By Peter Tormey
SPOKANE, Wash. – In the locker room after the Gonzaga Bulldogs’ third-round NCAA Tournament loss to Ohio State, senior center Robert Sacre fought the tears as he weaved and bobbed to avoid answering what he called “the question”:
“How does it feel to have played your last game as a Zag?”
Then, he relented.
“It’s sad. It’s sad, because you always think, ‘Ah, I can’t wait to be done with college, I can’t wait to be done with this.’ But when it actually gets here, it hits you like a wall. It’s sad, it’s frustrating, and it’s one of those things where you don’t want it to end, but when it’s here, it actually is heartbreaking.”
Sacre will be missed by all the Zags, from Coach Mark Few who called the 7-footer from Vancouver, B.C., a “once‑in‑a‑lifetime personality,” to junior guard David Stockton.
“You can’t replace Rob Sacre,” Stockton said after the No. 7 seed Zags fell to the 2 seed Buckeyes 73-66 on March 17 in Pittsburgh. “On and off the court, he’s been a great friend to everyone here and he will be there for anybody, no matter what.”
Earlier, Few called Sacre an important figure in Gonzaga’s program, which made its 14th consecutive NCAA Tournament appearance this year.
“He walks into our arena, I can hear from my office when he comes in, every person he meets I think feels like they’re a friend of his,” Few said. “He’s just been a joy to coach.”
Junior forward Elias Harris said Sacre the player – and the person – will be missed.
“We all know how great of a leader Rob is,” Harris said. “It doesn’t matter what time of the night you call. He would stand up and help you out. He helps the younger guys out. He helped me out.”
Before his final Gonzaga game, Sacre said he wanted to win most to keep playing with the team he loves.
“I just want to make this season go longer than it needs to be,” Sacre said. “I’m so proud to be with this team and I’m so proud to be with this great group of guys that I want it to go further.”
Sacre, who has already graduated, summed his time at Gonzaga, saying: “I’ve never had so much fun in my life.”
After Sacre’s last Gonzaga game, Few said this season was the most fun he has ever had coaching.
Was fun, then, key to the Zags’ success this season?
“Oh, most definitely,” Sacre said without hesitation. “It’s a game, that why we played it. If you just play basketball to have fun, that’s the most important thing.”

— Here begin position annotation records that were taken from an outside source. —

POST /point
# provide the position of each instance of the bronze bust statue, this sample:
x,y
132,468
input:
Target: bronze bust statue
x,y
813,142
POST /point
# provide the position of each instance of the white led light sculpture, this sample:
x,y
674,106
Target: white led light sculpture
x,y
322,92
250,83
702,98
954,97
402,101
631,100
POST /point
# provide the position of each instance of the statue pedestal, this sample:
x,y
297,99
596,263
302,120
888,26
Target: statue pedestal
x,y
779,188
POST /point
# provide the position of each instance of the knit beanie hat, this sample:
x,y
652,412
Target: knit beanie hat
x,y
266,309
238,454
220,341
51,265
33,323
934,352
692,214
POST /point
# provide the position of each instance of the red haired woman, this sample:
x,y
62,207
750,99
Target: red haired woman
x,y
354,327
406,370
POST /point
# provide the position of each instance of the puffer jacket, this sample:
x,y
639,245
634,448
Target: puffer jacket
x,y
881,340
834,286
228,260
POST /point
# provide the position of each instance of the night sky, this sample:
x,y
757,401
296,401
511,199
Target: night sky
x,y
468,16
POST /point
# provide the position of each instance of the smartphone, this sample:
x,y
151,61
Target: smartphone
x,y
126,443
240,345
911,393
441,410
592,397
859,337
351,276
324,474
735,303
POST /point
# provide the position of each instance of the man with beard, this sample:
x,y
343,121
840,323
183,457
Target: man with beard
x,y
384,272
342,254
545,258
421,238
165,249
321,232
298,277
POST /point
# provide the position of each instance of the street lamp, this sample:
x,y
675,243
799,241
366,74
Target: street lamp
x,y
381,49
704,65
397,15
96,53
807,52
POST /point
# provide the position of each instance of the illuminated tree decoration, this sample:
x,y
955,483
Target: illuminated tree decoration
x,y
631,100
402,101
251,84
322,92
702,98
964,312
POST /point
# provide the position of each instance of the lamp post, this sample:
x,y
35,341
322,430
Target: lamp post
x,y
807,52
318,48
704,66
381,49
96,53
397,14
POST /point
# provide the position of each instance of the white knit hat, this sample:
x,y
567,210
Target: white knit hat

For all of the many honors and accolades throughout his basketball career, people remain most precious to Sacre, who hopes to continue playing hoops professionally.
“I have buddies who flew from all over the country to come and support us,” Sacre said, smiling in the Pittsburgh locker room. “They lived across the hall from me in DeSmet (Hall). I still keep in touch with all my buddies. I keep in touch with all my teammates. That’s the best thing about this program and the school.”